Kirchhoff’s voltage rule (KVL) says that the algebraic sum of change in potential around any closed path of an electric circuit (or closed loop) involving resistors and cells in the loop is zero. It says that $\sum emf+\sum IR=0$
Applying this rule in closed loop ABFE, we have
$-25+{{I}_{1}}{{R}_{1}}+{{I}_{2}}{{R}_{2}}=0\Rightarrow -25+(0.5)(46)+{{I}_{2}}(10)=0\Rightarrow 10{{I}_{2}}=2\Rightarrow {{I}_{2}}=0.2A$
Again, applying KVL to the loop ABCGFE, we have
$-25+{{I}_{1}}{{R}_{1}}+{{I}_{3}}{{R}_{3}}=0\Rightarrow -25+(0.5)(10)+{{I}_{3}}(10)=0\Rightarrow 10{{I}_{3}}=2\Rightarrow {{I}_{3}}=\dfrac{2}{10}=0.2A$
Substituting the values of ${{I}_{2}}$ and ${{I}_{3}}$ in equation 1, we have
${{I}_{4}}={{I}_{1}}-{{I}_{2}}-{{I}_{3}}=0.5-0.2-0.2=0.1A$
Therefore, the current through the resistor $20\Omega $ is equal to $0.1A$. Hence, option B is also correct. Now, let us see if the third option is correct. It says that the potential difference across the middle resistor (${{R}_{1}}$ or ${{R}_{2}}$) is equal to $2V$.
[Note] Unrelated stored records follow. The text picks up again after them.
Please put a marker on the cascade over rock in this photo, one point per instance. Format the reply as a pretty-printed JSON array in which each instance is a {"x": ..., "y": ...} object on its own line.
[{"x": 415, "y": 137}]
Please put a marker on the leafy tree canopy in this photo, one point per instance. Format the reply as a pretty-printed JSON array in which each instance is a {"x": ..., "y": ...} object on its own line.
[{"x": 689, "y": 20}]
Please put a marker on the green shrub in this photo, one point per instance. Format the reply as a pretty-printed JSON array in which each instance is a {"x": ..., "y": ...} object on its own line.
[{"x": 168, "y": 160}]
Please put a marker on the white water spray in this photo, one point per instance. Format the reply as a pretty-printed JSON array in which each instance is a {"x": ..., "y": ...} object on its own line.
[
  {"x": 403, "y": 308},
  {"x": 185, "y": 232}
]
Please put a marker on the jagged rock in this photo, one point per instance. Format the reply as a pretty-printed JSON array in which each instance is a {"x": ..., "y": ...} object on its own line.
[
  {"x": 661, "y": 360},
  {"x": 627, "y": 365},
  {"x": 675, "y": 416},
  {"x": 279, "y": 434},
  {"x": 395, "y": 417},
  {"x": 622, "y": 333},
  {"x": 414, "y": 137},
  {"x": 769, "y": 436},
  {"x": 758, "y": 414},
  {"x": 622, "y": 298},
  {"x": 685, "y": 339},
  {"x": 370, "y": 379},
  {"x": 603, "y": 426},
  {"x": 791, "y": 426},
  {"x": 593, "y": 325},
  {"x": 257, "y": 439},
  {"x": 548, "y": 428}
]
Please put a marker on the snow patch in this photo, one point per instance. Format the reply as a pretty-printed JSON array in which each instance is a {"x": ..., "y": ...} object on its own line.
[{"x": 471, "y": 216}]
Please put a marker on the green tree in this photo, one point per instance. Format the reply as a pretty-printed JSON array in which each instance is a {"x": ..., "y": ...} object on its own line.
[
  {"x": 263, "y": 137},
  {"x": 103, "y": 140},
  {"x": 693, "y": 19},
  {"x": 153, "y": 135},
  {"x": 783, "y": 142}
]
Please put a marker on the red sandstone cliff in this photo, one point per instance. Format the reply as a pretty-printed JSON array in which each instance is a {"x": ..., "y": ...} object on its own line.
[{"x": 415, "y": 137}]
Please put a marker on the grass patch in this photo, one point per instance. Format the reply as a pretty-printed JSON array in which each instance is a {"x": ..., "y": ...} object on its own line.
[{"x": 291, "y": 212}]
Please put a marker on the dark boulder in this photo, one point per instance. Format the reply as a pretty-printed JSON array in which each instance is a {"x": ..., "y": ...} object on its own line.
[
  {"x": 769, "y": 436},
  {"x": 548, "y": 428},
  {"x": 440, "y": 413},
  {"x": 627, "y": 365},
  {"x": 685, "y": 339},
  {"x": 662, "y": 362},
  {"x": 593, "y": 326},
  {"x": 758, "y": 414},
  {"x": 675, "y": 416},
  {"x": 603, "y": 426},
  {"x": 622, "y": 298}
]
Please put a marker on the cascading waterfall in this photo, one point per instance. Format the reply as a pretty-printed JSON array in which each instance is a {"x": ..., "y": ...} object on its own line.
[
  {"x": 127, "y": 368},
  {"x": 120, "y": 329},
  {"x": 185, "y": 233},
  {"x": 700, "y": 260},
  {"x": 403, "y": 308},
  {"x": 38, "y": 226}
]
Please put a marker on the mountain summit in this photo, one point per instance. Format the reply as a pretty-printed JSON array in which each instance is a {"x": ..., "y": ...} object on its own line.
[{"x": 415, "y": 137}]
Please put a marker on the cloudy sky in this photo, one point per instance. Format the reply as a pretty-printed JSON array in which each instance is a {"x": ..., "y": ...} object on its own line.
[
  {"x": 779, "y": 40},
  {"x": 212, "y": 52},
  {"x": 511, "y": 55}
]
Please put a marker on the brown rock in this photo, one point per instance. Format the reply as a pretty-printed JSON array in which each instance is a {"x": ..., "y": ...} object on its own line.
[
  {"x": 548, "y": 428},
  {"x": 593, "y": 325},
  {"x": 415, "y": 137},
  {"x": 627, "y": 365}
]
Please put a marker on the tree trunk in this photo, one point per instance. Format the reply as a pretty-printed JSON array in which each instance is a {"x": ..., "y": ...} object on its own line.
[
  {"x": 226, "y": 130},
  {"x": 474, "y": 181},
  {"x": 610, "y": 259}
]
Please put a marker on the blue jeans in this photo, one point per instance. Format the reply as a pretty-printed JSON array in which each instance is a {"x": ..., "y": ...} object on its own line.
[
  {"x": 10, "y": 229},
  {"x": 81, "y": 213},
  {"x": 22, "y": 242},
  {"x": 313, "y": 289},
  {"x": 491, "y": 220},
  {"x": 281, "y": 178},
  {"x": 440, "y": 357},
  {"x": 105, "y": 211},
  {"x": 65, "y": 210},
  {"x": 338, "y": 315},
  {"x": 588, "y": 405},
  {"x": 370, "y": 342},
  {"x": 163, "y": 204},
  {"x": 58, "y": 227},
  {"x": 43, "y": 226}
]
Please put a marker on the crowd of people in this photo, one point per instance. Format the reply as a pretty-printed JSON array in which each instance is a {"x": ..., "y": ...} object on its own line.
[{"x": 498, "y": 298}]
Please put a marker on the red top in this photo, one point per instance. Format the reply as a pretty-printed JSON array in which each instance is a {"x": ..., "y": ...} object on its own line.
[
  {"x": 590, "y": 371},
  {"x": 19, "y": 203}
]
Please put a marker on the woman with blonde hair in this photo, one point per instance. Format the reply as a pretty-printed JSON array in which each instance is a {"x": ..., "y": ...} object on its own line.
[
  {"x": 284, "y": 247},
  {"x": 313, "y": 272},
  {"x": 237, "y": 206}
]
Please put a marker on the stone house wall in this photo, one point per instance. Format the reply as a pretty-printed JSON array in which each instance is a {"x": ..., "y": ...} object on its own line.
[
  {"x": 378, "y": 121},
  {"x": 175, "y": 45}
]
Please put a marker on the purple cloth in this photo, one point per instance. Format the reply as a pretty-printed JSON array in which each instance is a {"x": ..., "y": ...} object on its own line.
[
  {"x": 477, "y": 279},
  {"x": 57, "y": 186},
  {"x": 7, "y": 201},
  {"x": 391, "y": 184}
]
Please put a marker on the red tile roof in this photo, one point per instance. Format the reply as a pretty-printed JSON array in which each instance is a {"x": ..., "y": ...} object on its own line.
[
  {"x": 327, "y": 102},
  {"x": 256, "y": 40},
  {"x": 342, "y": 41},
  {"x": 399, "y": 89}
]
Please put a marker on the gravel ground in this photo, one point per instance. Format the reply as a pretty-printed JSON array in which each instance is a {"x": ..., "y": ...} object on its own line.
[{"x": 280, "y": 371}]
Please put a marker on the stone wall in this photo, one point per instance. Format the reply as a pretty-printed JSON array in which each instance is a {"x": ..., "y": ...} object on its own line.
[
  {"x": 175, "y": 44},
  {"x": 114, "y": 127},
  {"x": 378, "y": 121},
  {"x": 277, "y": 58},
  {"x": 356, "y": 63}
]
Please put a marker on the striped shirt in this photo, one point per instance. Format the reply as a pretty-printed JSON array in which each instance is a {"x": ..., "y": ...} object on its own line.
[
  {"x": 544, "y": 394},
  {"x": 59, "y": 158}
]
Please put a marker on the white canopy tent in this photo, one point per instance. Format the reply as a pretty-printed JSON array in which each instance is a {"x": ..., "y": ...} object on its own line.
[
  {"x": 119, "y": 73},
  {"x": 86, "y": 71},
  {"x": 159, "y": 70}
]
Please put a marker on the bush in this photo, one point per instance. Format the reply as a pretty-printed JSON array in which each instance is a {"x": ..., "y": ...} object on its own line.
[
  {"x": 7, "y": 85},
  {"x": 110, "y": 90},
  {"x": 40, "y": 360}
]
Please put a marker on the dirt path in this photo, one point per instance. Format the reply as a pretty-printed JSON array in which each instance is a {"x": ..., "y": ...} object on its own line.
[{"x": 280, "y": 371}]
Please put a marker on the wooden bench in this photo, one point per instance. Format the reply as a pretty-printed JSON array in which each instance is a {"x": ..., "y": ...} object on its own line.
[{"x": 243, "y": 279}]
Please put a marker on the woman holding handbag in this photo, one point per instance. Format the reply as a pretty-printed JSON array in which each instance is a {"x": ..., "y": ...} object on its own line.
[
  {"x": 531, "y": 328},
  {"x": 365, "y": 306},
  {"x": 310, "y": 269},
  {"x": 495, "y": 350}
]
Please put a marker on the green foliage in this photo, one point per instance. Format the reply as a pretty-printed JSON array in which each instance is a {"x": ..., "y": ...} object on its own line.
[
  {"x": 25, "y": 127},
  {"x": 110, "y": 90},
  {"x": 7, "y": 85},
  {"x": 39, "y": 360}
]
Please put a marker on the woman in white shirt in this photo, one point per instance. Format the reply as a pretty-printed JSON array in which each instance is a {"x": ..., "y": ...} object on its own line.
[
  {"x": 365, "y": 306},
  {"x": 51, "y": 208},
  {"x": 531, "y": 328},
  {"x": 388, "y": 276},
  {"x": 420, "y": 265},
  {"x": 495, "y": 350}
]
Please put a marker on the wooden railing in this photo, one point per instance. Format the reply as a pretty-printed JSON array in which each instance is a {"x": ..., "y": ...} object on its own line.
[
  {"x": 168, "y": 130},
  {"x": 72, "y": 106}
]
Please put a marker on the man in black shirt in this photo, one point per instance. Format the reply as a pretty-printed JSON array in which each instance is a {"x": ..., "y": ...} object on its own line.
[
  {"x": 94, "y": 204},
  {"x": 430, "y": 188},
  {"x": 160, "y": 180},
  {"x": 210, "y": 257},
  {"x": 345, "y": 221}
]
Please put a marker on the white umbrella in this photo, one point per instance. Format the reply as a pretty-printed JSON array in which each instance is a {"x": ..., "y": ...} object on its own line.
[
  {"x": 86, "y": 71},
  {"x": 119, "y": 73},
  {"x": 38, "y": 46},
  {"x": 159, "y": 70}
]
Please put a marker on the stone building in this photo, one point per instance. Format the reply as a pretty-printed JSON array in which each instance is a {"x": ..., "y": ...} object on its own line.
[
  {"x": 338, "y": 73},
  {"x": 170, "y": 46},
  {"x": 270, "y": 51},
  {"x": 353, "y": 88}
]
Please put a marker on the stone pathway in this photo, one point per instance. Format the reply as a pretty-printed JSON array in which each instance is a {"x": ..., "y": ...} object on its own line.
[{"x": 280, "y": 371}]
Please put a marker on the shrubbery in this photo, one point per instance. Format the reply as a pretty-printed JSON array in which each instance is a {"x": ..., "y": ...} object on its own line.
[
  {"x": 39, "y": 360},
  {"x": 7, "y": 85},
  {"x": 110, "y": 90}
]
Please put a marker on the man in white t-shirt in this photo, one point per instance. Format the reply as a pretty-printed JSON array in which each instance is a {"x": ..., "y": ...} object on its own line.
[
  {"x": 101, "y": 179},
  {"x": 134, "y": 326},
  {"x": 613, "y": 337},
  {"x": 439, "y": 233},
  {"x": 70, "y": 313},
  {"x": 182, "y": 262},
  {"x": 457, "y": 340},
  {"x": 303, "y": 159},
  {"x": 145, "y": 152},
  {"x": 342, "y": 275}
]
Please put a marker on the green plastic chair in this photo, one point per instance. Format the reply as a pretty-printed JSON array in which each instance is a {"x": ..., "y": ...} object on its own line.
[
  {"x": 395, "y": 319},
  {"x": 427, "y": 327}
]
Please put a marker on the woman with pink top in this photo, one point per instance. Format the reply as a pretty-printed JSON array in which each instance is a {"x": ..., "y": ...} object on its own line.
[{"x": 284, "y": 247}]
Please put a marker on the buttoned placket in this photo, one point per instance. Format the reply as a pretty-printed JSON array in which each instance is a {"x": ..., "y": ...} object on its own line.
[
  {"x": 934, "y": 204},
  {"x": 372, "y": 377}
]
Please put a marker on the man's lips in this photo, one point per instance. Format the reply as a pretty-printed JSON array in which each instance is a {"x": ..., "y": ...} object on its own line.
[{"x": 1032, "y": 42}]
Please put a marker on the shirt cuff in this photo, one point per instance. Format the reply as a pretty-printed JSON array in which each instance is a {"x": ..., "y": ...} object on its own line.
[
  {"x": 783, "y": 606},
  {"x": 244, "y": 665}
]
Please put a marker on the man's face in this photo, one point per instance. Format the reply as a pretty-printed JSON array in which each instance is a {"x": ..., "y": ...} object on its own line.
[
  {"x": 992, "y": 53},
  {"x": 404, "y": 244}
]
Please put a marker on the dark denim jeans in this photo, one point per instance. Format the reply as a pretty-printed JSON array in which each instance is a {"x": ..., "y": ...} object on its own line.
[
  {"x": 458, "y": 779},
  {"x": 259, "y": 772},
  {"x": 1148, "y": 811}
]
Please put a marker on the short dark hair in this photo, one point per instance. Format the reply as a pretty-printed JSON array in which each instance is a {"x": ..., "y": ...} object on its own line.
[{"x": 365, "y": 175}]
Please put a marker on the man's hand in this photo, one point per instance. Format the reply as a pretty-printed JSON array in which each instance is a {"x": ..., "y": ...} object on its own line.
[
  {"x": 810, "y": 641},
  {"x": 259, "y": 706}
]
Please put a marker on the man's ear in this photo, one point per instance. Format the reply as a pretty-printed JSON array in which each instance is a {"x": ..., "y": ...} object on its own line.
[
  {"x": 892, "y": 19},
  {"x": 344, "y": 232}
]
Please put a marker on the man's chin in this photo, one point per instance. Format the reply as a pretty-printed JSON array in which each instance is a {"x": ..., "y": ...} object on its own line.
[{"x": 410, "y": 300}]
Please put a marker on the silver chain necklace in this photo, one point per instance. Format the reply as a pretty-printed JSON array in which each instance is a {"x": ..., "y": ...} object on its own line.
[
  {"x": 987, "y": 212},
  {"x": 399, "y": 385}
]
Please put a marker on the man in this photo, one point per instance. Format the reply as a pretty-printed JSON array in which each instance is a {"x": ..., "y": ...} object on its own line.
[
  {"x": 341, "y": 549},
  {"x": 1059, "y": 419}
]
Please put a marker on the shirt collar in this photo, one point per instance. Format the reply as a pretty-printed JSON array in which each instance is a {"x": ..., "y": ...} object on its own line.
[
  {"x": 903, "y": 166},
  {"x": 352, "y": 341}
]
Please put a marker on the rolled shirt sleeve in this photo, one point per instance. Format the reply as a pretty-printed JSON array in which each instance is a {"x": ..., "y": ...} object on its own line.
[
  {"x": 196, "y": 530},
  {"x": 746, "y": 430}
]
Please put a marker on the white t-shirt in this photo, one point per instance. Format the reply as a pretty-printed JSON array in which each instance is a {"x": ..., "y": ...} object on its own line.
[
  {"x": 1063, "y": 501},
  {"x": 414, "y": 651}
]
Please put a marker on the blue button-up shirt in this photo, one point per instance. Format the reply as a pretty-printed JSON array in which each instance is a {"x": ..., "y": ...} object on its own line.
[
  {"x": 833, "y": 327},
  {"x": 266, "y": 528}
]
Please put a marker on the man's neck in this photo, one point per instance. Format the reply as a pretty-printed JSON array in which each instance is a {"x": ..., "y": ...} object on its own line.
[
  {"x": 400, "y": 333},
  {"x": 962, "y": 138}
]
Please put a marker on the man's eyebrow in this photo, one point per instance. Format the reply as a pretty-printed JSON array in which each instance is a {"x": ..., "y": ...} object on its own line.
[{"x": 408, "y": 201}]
Let us apply Ohm’s law to any of the middle resistors to obtain the value of potential difference across it.
$V=IR\Rightarrow {{V}_{2}}={{V}_{3}}=0.2A\times 10\Omega =2V$
The third option C is also correct. Therefore, option D is the correct option which says that all the statements mentioned in the options are correct.

Note:
Kirchhoff’s rules follow sign convention. To make it easy, in KCL, the current flowing towards a node is taken as positive and the current flowing away from the node is taken as negative. In KVL, while traversing a loop, if a negative pole of the cell is encountered first, then its emf is negative, otherwise positive.